LED tubes are available with colour temperatures comparable to those of other lighting technologies. However, colder colour temperatures are more favourable in case of the LED technology. The warmer is the light achieved by the LED technology, the more are the benefits characteristic to the technology sacrificed (luminous power, for example).

== Advantages ==

Basic diagram, LED tube and Fluorescent lamp.

=== Easy maintenance ===

In principle, anyone can replace a LED tube. In case of products based on the Retro-Fit installation approach, LED tubes contain all the electronics required, which means that in the event of LED tube failure, replacement or even fluorescent tube reinstallation is simple.

=== Electricity consumption ===

As compared to T8 fluorescent lamp technology, LED tubes can reduce electricity consumption by more than 50%. Installation and maintenance cost savings can also be expected, since the service life of LED tubes is typically 3-5 times longer than that of fluorescent lamps.

LED tubes constitute an excellent choice for cold room lighting, since the reduced heat generation allows additional savings through reduced refrigeration-related energy consumption.

=== Recyclability ===

At the end of their life cycle, LED tubes must be disposed of as recyclable waste electrical and electronic equipment, and the product manufacturer/importer is required to take care of recycling arrangement. In most cases, recycling service arrangement is outsourced to a nationwide operator and collection points are available at most localities. Manufacturer/importer-specific differences are possible in the arrangements.
As opposed to fluorescent lamps, mercury or heavy metals are generally not used in LED tubes.

=== Service life ===

The service life of LED tubes depends on the mechanical design, quality of LED components, implemented heat management, and quality of other electronic components used. According to the manufacturers, in favourable conditions, the service life of LED components can be up to 100,000…300,000 hours. In case of many LED tubes available on the market, the actual service life is shorter, due to the poor quality of electronic components used. In addition to product design, materials used, and assembly, the service life also significantly depends on the operating temperature and usage periods. If a LED tube is allowed to cool between usage periods, this is likely to have a positive effect on the service life. The service life is also longer in cold rooms, whereas in case of higher temperatures, the LED components lose their illumination efficiency faster and the electronics failure rate increases.
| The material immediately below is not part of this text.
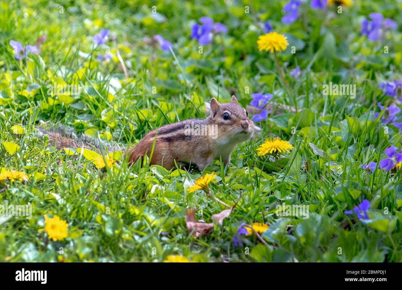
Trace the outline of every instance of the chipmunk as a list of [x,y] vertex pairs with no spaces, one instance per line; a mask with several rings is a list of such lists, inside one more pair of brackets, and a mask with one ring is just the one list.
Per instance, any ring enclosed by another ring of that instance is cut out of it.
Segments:
[[[213,98],[210,107],[211,114],[206,119],[186,120],[150,132],[137,144],[127,150],[129,161],[133,164],[146,155],[150,157],[154,141],[151,165],[160,165],[170,170],[175,167],[175,160],[178,165],[195,163],[202,171],[221,157],[225,165],[229,164],[230,154],[237,144],[252,135],[254,123],[234,96],[232,102],[223,104]],[[57,148],[83,146],[90,149],[92,145],[99,149],[97,140],[77,135],[73,132],[74,129],[59,127],[55,131],[40,131],[48,135],[49,142],[55,143]]]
Of course, the manufacturers have been unable to conduct absolute service life tests so far, since testing the products continuously for 100,000 hours would take more than 11 years.

== Challenges ==

LED tubes are among the first LED lamp types for which an international harmonized standard has been established (IEC/EN 62776). The International Electrotechnical Commission (IEC) completed the standardisation process on 11 December 2014. The standardisation process created the preconditions for the manufacture of LED tubes compatible with traditional T8 fluorescent lamps. The standard also defines the properties of LED tubes, in order to ensure mutual compatibility and user safety. However, non-compliant LED tube products are still available on the market, in the case of which insufficient attention has been paid to safety. For example, the installation-related electric shock hazard addressed earlier by TUKES (The Finnish Safety and Chemicals Agency) still exists in case of some products on the market. The CE marking does not guarantee safety.